UFC-Que Choisir : “Les FAI ne peuvent gérer seuls la mutualisation des réseaux FTTH”

Mobilité

En marge du cas de l’immeuble de la rue Balard, Vnunet.fr a interviewé l’association de défense des consommateurs sur les conditions de déploiement du FTTH.

Face au flou règlementaire concernant le déploiement de la fibre optique à domicile comme le démontre le cas de l’immeuble de la rue Balard à Paris, UFC Que-Choisir invite les syndics à patienter pour éviter des déploiements “exclusifs” conduisant à un monopole de certains opérateurs. Vnunet.fr a interviewé Edouard Barreiro, chargé de mission des technologies de l’information et des communications (TIC) et du commerce pour le compte de l’association de défense des consommateurs, à propos de ce “double raccordement d’immeuble”.

Interview réalisée par Nicolas Guillaume le 12 décembre 2007.

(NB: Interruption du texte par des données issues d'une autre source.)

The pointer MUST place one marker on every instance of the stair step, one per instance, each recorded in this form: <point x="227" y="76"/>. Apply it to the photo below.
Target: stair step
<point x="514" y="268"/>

Vnunet.fr : Un immeuble, deux infrastructures distinctes… qu’en pensez-vous ?
Edouard Barreiro : C’est effectivement assez incroyable. Tout cela montre la fragilité des accords entre les FAI, mais aussi de leurs engagements envers les consommateurs. Les FAI ne peuvent, bien qu’ils le clament haut et fort, gérer seuls la mutualisation.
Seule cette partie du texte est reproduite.